Es seguro que el concepto de la familia como iglesia doméstica no será interiorizado por buena parte del poder político en el Gobierno actualmente, ni tampoco por una parte importante de una sociedad tan secularizada ya como la española. Pero sí lo será por otra igualmente numerosa e influyente; motivo por el que la feliz conclusión de esta breve visita debiera servir de punto de partida de una mejora sensible en las relaciones de nuestro Ejecutivo con la Iglesia Católica, que han de moverse en la doble evidencia de las profundas raíces cristianas de la sociedad española pero también de la moralidad de una mayoría muy significativa de ciudadanos laicos. Y, en este aspecto, está claro que el modelo de familia tradicional -en cuanto que único e insustituible- defendido con vehemencia por el Santo Padre choca con las reformas legales sobre la familia vigentes en España. Diferencias que el Gobierno puede fácilmente evitar que terminen en colisión.

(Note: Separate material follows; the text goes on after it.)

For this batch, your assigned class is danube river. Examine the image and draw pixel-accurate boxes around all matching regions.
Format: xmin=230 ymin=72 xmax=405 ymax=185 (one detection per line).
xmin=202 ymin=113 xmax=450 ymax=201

La familia no vive exclusivamente de los principios, sino que precisa de una atención concreta en el orden social y civil que es reclamada también por la Iglesia católica. Pero el olvido de los poderes públicos respecto a la familia, a la que no corresponde un solo epígrafe en los Presupuestos Generales del Estado o una legislación específica para la familia numerosa, es evidente. Pese a que el Estado español dedica considerable atención a prestaciones sociales en enseñanza, sanidad o jubilación, cuyos destinatarios no dejan de ser en el fondo miembros de familias, aún estamos muy lejos de conseguir el nivel de protección que otros países de nuestro entorno, con sociedades mucho más secularizadas, brindan a una institución que sigue siendo, indiscutiblemente, el sostén principal de todo nuestro tejido social.